Trump's next tweet on the subject was about "Hillary Clinton's losing campaign" — specifically that this "conspiracy theory" of a report from The New York Times was some kind of attempt by the Grey Lady to cover up Clinton's failed campaign. I feel like someone needs to remind Trump that he won the election and that he's actually POTUS now.
In another attempt at deflection, Trump also tweeted about the previous administration's stance on the Russian annexation of Crimea.
Trump again took a dig at both The New York Times and The Washington Post, two publications that have been most aggressive in their investigative journalism since Trump took office.
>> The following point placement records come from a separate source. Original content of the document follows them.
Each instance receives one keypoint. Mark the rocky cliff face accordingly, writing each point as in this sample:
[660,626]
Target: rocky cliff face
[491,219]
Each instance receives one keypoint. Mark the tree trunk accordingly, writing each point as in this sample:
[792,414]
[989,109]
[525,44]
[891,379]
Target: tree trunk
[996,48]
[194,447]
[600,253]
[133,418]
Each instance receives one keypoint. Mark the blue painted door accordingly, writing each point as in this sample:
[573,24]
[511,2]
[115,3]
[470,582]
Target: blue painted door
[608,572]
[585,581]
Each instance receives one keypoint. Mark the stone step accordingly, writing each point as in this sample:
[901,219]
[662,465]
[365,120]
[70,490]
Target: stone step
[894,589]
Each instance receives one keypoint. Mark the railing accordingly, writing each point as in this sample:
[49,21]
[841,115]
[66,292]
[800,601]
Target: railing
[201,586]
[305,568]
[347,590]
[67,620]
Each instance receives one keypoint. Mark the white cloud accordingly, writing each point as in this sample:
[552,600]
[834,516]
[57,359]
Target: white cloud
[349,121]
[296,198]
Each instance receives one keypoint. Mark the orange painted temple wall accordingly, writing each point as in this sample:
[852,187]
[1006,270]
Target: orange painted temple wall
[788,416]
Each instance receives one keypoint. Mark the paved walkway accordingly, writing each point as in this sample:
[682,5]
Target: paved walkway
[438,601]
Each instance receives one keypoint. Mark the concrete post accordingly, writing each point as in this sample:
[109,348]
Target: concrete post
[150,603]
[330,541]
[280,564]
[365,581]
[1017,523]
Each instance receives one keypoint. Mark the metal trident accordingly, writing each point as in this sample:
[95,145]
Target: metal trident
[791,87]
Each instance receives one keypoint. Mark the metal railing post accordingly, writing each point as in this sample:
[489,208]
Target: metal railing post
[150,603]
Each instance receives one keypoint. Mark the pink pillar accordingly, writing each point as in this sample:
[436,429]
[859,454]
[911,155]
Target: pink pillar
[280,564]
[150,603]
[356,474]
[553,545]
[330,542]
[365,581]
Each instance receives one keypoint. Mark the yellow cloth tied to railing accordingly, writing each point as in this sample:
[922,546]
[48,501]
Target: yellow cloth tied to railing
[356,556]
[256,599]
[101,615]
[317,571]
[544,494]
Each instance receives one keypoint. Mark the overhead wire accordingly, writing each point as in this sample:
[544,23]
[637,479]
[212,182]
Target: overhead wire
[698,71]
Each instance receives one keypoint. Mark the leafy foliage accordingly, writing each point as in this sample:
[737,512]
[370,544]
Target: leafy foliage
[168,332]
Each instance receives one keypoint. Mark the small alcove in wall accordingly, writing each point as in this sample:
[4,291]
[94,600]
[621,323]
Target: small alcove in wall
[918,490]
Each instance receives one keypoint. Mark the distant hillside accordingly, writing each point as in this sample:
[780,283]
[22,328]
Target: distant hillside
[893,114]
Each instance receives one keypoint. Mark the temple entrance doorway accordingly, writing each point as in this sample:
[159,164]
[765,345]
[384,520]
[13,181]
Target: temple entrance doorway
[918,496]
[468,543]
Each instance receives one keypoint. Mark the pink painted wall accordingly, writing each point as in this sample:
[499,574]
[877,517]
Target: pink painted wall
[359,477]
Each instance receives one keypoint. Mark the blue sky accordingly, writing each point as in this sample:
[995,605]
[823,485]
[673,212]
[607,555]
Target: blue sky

Trump also called out the intelligence community for leaking classified information to the press, calling the act "very un-American." (Though Trump had no issue with leaked information when it was bad for Clinton's campaign during the election...)
But this is one of those rare moments when I hate to agree with Trump, as he does have a point. Leaking classified information is a crime. Thankfully, journalism shield laws should protect these unnamed intelligence sources, enabling them to continue releasing more information about alleged communication and possible collusion between Trump's camp and Russian officials before, during, and after the election.
That said, don't let Trump's "unfiltered granddad on social media" act fool you: His last tweet on the Russian communication allegations on Wednesday is far more carefully calculated than you might think. By demeaning America's own intelligence community with both the use of quotes around "intelligence" and even the word "candy," Trump is simultaneously trying to discredit the reports while using emotionally charged language — something Trump supporters practically foam at the mouth over — to discredit the intelligence community itself. By calling the intelligence community "un-American" for its leaks, Trump is doing everything he can to keep the same from being said of him and his White House advisers.
No matter how Trump tries to spin the situation on Twitter, make no mistake: The story isn't that the intel community could sink itself with its flurry of leaks to the press — it's that our nation has entered uncharted and dangerous waters of Russian influence in U.S. politics, the likes of which have never before been seen.